Wir finden daher auch in den Colonien drei Viertel Araber, ein Viertel Juden als Hilfsarbeiter thätig.
Der Araber, dessen von Jugend auf au erzogene primitive Ernährungsmethode demselben das Auskommen mit einigen Oliven und einem Laib Brot den Tag über gestattet, ist zufrieden. Der russische oder galizisehe Jude aber,, der, wie es in den meisten Fällen geschieht, mit zahlreicher Familie nach Palästina kommt, kann mit diesem Hungerlohne nicht auskommen. Er ist das Klima nicht gewohnt und kann ohne unbedingte Gefährdung seiner Gesundheit nicht so leben wie der Araber. Ausserdem ist das Angebot an jüdischer Arbeitskraft in Palästina ein so grosses, dass selbst unter den traurigen Conditionen von Sieben Piaster-Existenzen an ein gesichertes Unterbringen dieser fünfzig Familien ohne grobe Benachteiligung hiesiger, ebenfalls arbeitsberechtigter Juden nicht gedacht werden kann.
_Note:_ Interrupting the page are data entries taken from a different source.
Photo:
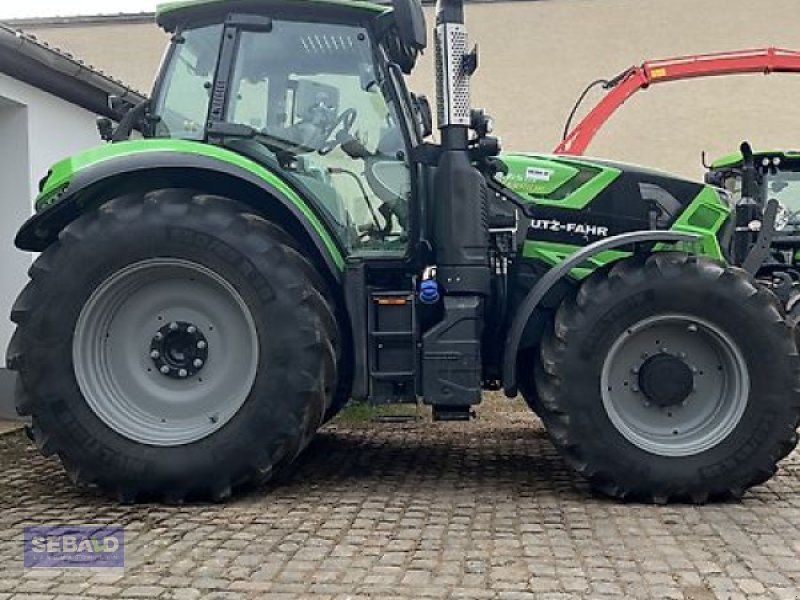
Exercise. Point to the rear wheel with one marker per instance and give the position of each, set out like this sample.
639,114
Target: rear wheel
172,347
675,378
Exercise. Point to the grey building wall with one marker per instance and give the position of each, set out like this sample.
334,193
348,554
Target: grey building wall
36,129
537,56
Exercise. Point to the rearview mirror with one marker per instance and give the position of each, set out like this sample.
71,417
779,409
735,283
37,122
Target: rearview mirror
423,114
310,97
411,26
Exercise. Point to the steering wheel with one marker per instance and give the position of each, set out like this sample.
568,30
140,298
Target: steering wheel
346,120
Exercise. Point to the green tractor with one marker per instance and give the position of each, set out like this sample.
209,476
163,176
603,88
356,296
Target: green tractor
765,233
283,238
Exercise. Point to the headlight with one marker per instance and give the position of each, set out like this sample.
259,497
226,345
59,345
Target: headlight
726,198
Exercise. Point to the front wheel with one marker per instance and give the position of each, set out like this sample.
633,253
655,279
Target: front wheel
674,378
173,346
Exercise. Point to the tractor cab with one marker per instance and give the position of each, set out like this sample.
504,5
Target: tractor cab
306,90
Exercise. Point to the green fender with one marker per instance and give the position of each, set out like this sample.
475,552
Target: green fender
79,183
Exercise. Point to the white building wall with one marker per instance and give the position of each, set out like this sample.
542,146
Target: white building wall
36,130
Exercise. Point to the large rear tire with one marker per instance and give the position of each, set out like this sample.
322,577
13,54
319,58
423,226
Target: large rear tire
671,378
173,347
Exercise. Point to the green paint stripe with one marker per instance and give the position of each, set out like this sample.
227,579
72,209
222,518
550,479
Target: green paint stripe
65,170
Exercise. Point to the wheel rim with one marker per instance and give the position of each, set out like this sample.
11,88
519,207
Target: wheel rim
165,352
650,400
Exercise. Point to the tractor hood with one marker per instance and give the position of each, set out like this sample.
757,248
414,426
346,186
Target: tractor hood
570,182
576,201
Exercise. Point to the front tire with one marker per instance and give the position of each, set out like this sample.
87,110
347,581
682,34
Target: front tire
674,378
173,347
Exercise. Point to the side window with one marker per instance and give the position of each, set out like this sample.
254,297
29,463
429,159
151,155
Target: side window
182,106
325,123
So lange nicht unsere Colonisten selbst aufgehört haben werden, Hilfsarbeiter der einzelnen palästinensischen Colonisationsfactoren zu sein, so lange sie nicht in der Lage sein werden, ihren Wein, ihre Products selbst zu erzeugen und direct zu verkaufen, so lange sie angewiesen sein werden, sich hierzu der Hand des Dritten zu bedienen und sie dafür dankerfüllt zu küssen: insolange wird das Hinzukommen neuer Hilfsarbeiter als ungesunde Massregel
zu verwerfen sein. Traurig für diejenigen, die, in Palästina dann angelangt, die Brotfrage nicht lösen können, peinlich für die Masse bereits hier ansässiger, beschäftigungsloser jüdischer Arbeiter, deren Hoffnung, Existenz zu finden, sich bei Ankunft, neuer Proletarier- erklärlicherweise stets nur verringern muss.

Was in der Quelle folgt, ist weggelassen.